Die KPCh erklärte, sie werde Hongkong beim Bau eines “Behelfskrankenhauses” unterstützen und medizinisches Personal nach Hongkong entsenden, um groß angelegte Covid-19-Tests durchzuführen. Mitarbeiter*innen im Hongkonger Gesundheitswesens haben jedoch Bedenken geäußert, dass die KPCh diese Gelegenheit ausnutzen wird, um das Gesundheitssystem Hongkongs zu übernehmen, und sogar DNA-Proben von Hongkonger*innen während des Testprozesses für spätere politische Überwachungen sammeln könnte.

Spaltungen der KPCh

Das Ziel der aktuellen Politik von Xi gegenüber Hongkong ist aber weniger den Widerstand zu unterbinden, als vielmehr die Gegner*innen seiner Politik innerhalb des chinesischen Parteienstaates zu beeindrucken. Denn immer mehr Menschen innerhalb der KPCh-Elite sind der Meinung, dass die Innen- und Außenpolitik von Xi zu hart ist und der chinesischen herrschenden Klasse weitere Probleme bereitet.

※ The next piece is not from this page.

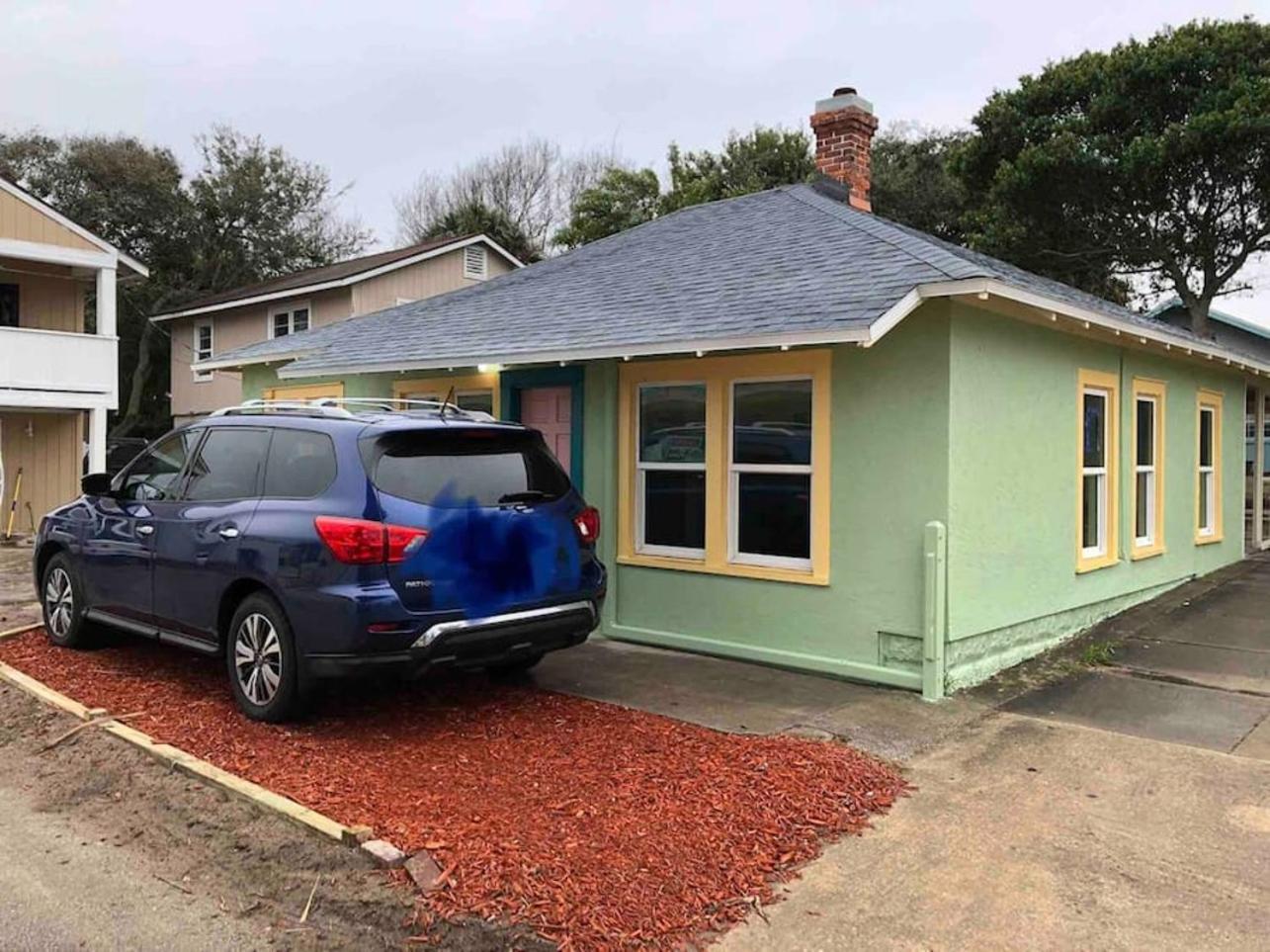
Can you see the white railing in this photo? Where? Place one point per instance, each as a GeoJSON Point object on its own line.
{"type": "Point", "coordinates": [57, 363]}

Diese Opposition setzt Xi bisher beispiellos unter Druck. Er muss auch diese innenpolitischen Gegner unterdrücken, denn die durch die Epidemie ausgelöste Wirtschaftskrise hat das Land in eine Rezession gestürzt. Es ist nur eine Frage der Zeit, bis die hohe Arbeitslosigkeit die arbeitenden Massen zum Widerstand zwingt.

Momentan wäre jedes Nachgeben von Xi Jinping gleichbedeutend damit die Macht abzugeben. Und Diktatoren werden dies niemals freiwillig tun. Das Einzige, was er also tun kann, ist die Repressionen weiter zu verstärken. Aber die Wut der Menschen in Hongkong wird nicht abklingen. Es ist erkennbar, dass die politische Situation in China und Hongkong in einen Zustand von Revolution und Konterrevolution eintritt, und der Massenkampf auf dem chinesischen Festland wird zum Schlüssel werden. Socialist Action [Schwesterorganisation der SAV in Hongkong] unterstützt den Kampf der Arbeiterklasse gegen autoritäre Repression und Kapitalismus.